Sunday, November 04, 2007

Be Seen, Not Heard

A powerful theme is cementing itself this week, and it isn't attractive. Today, another Red Tory is speaking out, former Conservative candidate, now Green, Gary Caldwell:
A former Conservative candidate said Sunday that the party muzzled him and kept him from freely engaging in public discourse.

Gary Caldwell, who will now run for the Green Party in the Quebec riding of Compton-Stanstead, claimed he had to ignore Tory rules to speak openly with reporters.

"If one wanted to communicate with the local media, one had to take it upon oneself to override instructions that we had," Caldwell told CTV's Question Period on Sunday.

He said candidates "were told that we could not speak to the local media and this meant that I couldn't continue the public debate in my area."

Caldwell described himself as a "Red Tory" in the tradition of political thinker George Grant, who was concerned with social issues and the common good.

But he said he wasn't able to express those ideas in open public debate, and said Parliament is now being run by political parties rather than individual MPs who represent their constituents.

Canadians are less and less receptive to the "hidden agenda" theme, and Liberals can't expect to get much mileage out of that frame. However, there is a very open agenda at play, with plenty of anecedotal evidence, which accurately paints the Conservative Party as singular entity, obsessed with message control, stifling honest debate. The Conservatives freely admit the approach:
In an indication the Conservative campaign will be as centrally managed as the last election, candidates will be able to call upon the war room for even the most minute of details, such as drafting a local press release.

''We have a support team in Ottawa and they're just a phone call away,'' the official said.

The party started showing off its state-of-the-art 1,500 square metre campaign headquarters last May -- a suburban Ottawa building dubbed ''the fear factory'' by the Liberals.

In the last election, colorful candidates were silenced, press exposure was limited and Canadians were presented with a slick marketing campaign. All indications point to the next campaign being an exercise in puppeteering, candidates merely conduits for the head office propaganda. This reality presents an opportunity for the opposition parties, because people want to feel that their local riding candidates speak for them, the indication of message control and resistence to accountability glaring negatives.

The Liberals should make a concerted effort to contrast their approach in an election, with the Conservatives. Local candidates should seek out media, call out the Conservative candidates, give candidates the latitude to freelance and challenge voters to see the manipulations. If you frame the debate as an insult to Canadians intelligence, the Conservatives operating as though they are advertising, rather than articulating, then that can erode the effectiveness of the "war room". The Conservatives are operating in a very transparent way, almost arrogant, which presents an opportunity that should be exploited.


Walks With Coffee said...

"Canadians are less and less receptive to the "hidden agenda" theme"
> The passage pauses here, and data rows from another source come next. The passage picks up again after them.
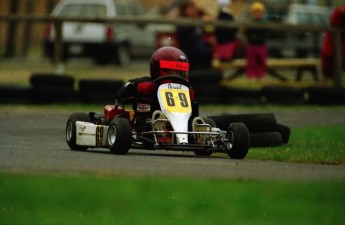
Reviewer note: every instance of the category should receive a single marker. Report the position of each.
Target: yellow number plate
(176, 100)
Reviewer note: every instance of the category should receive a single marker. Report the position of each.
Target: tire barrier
(12, 94)
(283, 95)
(52, 88)
(234, 95)
(263, 128)
(206, 85)
(99, 90)
(326, 95)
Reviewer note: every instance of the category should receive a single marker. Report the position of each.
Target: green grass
(322, 145)
(87, 199)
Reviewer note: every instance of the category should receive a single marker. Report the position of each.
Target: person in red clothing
(256, 52)
(142, 92)
(337, 19)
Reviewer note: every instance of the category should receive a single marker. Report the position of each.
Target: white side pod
(89, 134)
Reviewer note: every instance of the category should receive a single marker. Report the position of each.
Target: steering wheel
(175, 78)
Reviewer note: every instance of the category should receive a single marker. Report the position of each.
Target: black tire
(71, 130)
(123, 55)
(256, 122)
(265, 139)
(203, 152)
(119, 136)
(207, 94)
(284, 131)
(238, 144)
(326, 95)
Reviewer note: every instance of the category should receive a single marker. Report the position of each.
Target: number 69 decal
(176, 100)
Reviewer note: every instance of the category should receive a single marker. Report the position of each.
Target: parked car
(102, 42)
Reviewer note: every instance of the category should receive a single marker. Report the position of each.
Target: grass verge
(321, 144)
(86, 199)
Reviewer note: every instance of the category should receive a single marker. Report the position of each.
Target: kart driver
(142, 92)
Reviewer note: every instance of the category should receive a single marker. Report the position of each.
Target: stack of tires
(263, 128)
(52, 88)
(206, 85)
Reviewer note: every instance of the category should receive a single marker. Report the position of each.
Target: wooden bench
(301, 65)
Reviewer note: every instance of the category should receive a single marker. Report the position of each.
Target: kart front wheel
(237, 145)
(71, 134)
(119, 136)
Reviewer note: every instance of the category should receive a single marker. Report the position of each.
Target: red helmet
(169, 61)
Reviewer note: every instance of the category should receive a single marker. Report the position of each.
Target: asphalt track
(34, 141)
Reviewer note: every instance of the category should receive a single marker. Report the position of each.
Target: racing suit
(142, 94)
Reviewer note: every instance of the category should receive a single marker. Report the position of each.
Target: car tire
(119, 136)
(238, 144)
(71, 133)
(205, 152)
(123, 55)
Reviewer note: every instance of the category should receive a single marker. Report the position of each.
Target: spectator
(337, 19)
(190, 38)
(226, 41)
(256, 52)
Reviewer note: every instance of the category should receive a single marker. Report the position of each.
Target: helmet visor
(175, 68)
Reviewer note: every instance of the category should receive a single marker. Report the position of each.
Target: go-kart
(170, 128)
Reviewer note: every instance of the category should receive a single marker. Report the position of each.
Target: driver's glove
(147, 88)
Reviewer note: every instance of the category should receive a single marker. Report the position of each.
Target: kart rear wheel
(204, 152)
(238, 144)
(71, 134)
(119, 136)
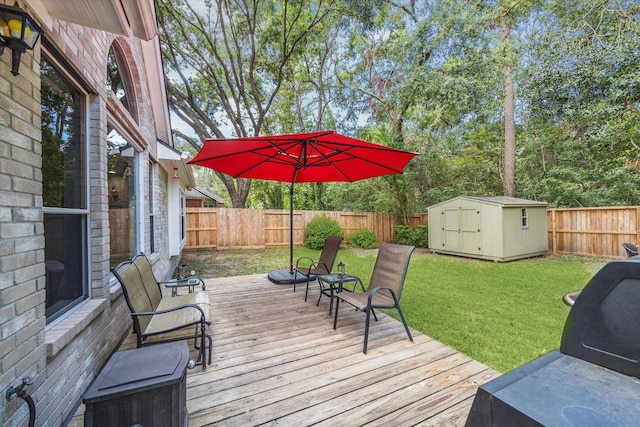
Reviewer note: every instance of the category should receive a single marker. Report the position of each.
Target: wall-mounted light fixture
(18, 32)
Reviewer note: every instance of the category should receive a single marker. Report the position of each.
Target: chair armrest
(169, 310)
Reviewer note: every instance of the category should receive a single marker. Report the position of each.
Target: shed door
(470, 230)
(451, 229)
(461, 229)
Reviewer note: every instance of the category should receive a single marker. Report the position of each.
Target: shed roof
(498, 200)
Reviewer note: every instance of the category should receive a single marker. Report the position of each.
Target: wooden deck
(278, 361)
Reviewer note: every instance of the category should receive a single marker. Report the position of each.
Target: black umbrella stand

The theme they will respond to is that Stephen Harper has a "narrow minded" agenda.

Anonymous said...


Trying to paint the Tories and "narrow-minded" won't work with regular people either. The Tories are great with retail politics - they focus on a few items (their famous top 5 priorities) and they play these very well.

Steve has a decent idea of how to compare Libs versus Tories. However, there is a fine line between allowing local candidates to talk about local issues, and sticking with the national campaign.

The Tories are taking this to one extreme, but they believe that they have to have one message everywhere, and are not afraid of muzzling local candidates, both extreme right wing and red tories.

For the Libs to be successful with this strategy, they will have to find the right balance between giving local candidates leeway to discuss different issues, and avoiding opening themselves up to "too many priorities."

Whenever the next election happens, the Libs are will have to have a tightly, fully costed platform, or the Tories will be able to reinforce the concept they are currently planting - Libs will need to raise taxes of some sort to pay for all their promises.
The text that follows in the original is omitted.